Coaching information
Club
| Years | Team | Gms | W | D | L | W% |
| 1971–72 | Canterbury-Bankstown | 44 | 23 | 0 | 21 | 52 |
- Source: As of 25 October 2019
- Relatives: Michael Hagan (brother)

= Bob Hagan (rugby league) =

Australian rugby league footballer and coach (1940–2025)

Bob Hagan (8 January 1940 – 25 February 2025) was an Australian rugby league footballer, and coach. He played for Easts (Brisbane) in Queensland and for Canterbury-Bankstown in New South Wales, representing both states as well as playing for the Australian national side, he also played for Huddersfield in England. He was the older brother of rugby league player and coach, Michael Hagan.

==Playing career==
Hagan represented the Commonwealth XIII rugby league team while at Huddersfield in 1965 against New Zealand at Crystal Palace National Recreation Centre, London on Wednesday 18 August 1965.

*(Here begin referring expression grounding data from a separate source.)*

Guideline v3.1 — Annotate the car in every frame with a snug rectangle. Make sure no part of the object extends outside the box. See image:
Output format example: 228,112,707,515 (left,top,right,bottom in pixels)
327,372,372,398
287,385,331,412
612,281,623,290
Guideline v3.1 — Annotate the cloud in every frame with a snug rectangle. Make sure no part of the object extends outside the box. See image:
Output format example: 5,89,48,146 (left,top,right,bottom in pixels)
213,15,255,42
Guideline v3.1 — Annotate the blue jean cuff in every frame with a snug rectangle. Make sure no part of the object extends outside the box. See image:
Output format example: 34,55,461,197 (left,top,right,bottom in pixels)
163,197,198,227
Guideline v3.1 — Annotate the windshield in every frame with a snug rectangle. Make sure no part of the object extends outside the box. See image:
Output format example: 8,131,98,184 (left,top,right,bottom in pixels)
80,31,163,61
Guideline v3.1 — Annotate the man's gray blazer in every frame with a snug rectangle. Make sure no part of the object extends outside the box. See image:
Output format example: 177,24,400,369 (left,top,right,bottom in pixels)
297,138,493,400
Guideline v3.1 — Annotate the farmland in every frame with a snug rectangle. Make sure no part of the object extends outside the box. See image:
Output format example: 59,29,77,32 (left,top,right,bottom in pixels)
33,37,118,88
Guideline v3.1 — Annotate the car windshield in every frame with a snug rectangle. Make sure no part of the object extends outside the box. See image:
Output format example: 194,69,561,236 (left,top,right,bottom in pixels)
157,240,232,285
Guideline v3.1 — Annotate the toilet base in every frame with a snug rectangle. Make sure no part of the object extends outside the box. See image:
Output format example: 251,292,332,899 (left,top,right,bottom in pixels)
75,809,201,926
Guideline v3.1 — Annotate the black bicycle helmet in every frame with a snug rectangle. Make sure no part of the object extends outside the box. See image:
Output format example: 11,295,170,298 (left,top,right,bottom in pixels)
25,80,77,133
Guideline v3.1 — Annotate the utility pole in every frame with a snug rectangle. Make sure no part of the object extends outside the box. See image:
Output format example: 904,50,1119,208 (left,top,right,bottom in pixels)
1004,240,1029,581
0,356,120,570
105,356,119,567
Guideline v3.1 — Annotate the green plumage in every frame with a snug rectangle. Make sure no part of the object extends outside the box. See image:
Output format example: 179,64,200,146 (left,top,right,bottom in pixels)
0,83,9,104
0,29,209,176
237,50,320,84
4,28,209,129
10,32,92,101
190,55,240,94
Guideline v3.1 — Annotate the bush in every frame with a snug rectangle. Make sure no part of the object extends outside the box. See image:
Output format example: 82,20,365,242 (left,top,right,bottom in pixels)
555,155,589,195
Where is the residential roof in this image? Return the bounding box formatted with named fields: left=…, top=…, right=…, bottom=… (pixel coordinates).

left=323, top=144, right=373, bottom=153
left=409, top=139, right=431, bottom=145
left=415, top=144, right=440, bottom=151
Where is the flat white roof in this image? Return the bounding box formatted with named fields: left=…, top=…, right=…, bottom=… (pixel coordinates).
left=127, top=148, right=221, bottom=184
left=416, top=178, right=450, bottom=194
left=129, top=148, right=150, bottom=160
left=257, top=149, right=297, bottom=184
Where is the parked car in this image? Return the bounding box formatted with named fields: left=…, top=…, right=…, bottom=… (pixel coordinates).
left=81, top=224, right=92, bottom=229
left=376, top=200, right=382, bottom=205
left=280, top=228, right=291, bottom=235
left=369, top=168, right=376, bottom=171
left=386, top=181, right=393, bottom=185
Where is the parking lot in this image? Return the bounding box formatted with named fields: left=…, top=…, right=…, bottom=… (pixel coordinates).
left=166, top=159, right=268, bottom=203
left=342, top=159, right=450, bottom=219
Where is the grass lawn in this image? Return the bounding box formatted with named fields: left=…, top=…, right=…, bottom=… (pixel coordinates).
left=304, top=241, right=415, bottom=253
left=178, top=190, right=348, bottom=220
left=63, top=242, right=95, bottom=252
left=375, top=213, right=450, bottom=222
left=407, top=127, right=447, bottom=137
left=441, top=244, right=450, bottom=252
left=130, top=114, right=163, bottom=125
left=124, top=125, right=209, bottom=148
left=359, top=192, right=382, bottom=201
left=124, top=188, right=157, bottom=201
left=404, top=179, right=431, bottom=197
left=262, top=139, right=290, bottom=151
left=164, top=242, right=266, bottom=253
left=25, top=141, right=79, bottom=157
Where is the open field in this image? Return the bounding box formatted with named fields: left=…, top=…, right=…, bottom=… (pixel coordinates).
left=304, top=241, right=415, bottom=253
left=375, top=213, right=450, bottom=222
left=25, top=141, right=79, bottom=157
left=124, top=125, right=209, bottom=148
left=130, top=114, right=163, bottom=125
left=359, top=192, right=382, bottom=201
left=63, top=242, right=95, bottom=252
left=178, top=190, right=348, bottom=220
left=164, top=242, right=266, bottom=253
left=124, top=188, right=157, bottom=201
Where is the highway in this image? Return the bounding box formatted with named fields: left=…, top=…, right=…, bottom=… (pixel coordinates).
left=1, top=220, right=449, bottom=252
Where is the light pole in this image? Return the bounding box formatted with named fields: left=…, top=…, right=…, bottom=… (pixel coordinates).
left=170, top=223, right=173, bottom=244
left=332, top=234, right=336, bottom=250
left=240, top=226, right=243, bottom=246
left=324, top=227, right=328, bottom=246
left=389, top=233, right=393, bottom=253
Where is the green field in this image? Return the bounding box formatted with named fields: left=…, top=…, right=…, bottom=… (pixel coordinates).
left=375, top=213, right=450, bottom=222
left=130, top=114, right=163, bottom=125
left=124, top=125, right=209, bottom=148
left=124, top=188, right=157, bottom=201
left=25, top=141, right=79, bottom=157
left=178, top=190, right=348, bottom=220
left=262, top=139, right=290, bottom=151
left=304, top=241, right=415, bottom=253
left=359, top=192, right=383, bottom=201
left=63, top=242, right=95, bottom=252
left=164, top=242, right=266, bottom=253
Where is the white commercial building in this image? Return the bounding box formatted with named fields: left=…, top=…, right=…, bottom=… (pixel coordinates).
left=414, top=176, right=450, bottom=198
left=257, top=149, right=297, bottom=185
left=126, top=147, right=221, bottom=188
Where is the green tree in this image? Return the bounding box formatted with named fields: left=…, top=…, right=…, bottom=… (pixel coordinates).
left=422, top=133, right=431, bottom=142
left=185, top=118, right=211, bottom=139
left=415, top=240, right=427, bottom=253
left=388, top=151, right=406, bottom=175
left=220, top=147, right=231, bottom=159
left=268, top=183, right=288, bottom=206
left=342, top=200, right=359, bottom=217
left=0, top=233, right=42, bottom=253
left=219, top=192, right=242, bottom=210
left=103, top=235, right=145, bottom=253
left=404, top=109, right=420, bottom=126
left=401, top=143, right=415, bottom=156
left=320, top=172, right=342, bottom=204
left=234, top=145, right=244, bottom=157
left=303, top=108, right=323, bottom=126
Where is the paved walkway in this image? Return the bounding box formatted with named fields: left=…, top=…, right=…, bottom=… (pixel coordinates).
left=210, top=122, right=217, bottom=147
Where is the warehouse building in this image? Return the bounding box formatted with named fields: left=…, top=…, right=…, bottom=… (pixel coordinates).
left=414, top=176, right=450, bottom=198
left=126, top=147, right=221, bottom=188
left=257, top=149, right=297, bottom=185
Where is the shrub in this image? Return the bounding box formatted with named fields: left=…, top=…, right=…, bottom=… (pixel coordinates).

He played for Canterbury-Bankstown in their 1967 NSWRL grand final defeat against South Sydney at the Sydney Cricket Ground.

==Post playing==
Hagan coached Canterbury-Bankstown in 1970–71 and was later a board member under club stalwart Peter Moore. Hagan took over as CEO of Canterbury when Moore retired in 1996 and was in that position when the salary cap scandal of 2002 broke. He resigned from the club immediately and retired to Queensland. His replacement was Steve Mortimer.

Hagan died on 25 February 2025, at the age of 85.